This was written as advice to doctors. It included a review of studies “both in support and against the possibility of such a relationship.”
NOTE: The studies cited — in 2006 — were almost exclusively done in the 1970s and 1980s. Even more astonishing is the space given to the Kavale and Forness meta-analysis dated in 1983. They don’t mention the date or the fact that this “analysis” is 40 years old!!!! Oh … wait … at the time this paper was written, it was only 23 years old. Does that make it okay? Didn’t we learn in school that studies more than five years old are not appropriate as proof of anything when WE were writing a paper?
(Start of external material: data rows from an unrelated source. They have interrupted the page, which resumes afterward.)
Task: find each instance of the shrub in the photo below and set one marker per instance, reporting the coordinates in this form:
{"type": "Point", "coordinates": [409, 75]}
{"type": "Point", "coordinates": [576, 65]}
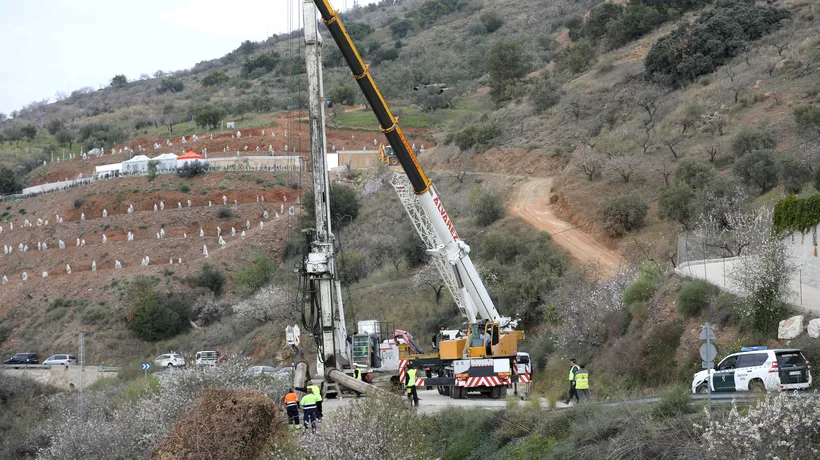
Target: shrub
{"type": "Point", "coordinates": [488, 208]}
{"type": "Point", "coordinates": [8, 182]}
{"type": "Point", "coordinates": [752, 139]}
{"type": "Point", "coordinates": [691, 50]}
{"type": "Point", "coordinates": [225, 212]}
{"type": "Point", "coordinates": [793, 174]}
{"type": "Point", "coordinates": [624, 214]}
{"type": "Point", "coordinates": [694, 172]}
{"type": "Point", "coordinates": [481, 137]}
{"type": "Point", "coordinates": [491, 21]}
{"type": "Point", "coordinates": [694, 297]}
{"type": "Point", "coordinates": [676, 204]}
{"type": "Point", "coordinates": [192, 169]}
{"type": "Point", "coordinates": [807, 117]}
{"type": "Point", "coordinates": [757, 169]}
{"type": "Point", "coordinates": [545, 93]}
{"type": "Point", "coordinates": [155, 316]}
{"type": "Point", "coordinates": [576, 58]}
{"type": "Point", "coordinates": [675, 401]}
{"type": "Point", "coordinates": [252, 278]}
{"type": "Point", "coordinates": [344, 201]}
{"type": "Point", "coordinates": [211, 279]}
{"type": "Point", "coordinates": [639, 291]}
The doctor is not counseled to recommend any dietary changes, but to accommodate a parent who insists on trying it. Then, of course, if the child does improve, the doctor should follow the David (1987) protocol to do a “double blind test” attempting to prove the parent wrong.
An interesting case report of their own is described in which a child was reported to become aggressive after eating chocolate. So they gave her an allergy test to cocoa, and then even a double-blind challenge … to cocoa. There was no abnormal behavior and thus the doctor was able to prove to the parent that they were wrong. No, wait — they forgot something. The parents never said the child became aggressive after cocoa …. but after CHOCOLATE. Did nobody notice that “chocolate” contains other ingredients besides cocoa? How about artificial vanillin? Nobody tested for THAT.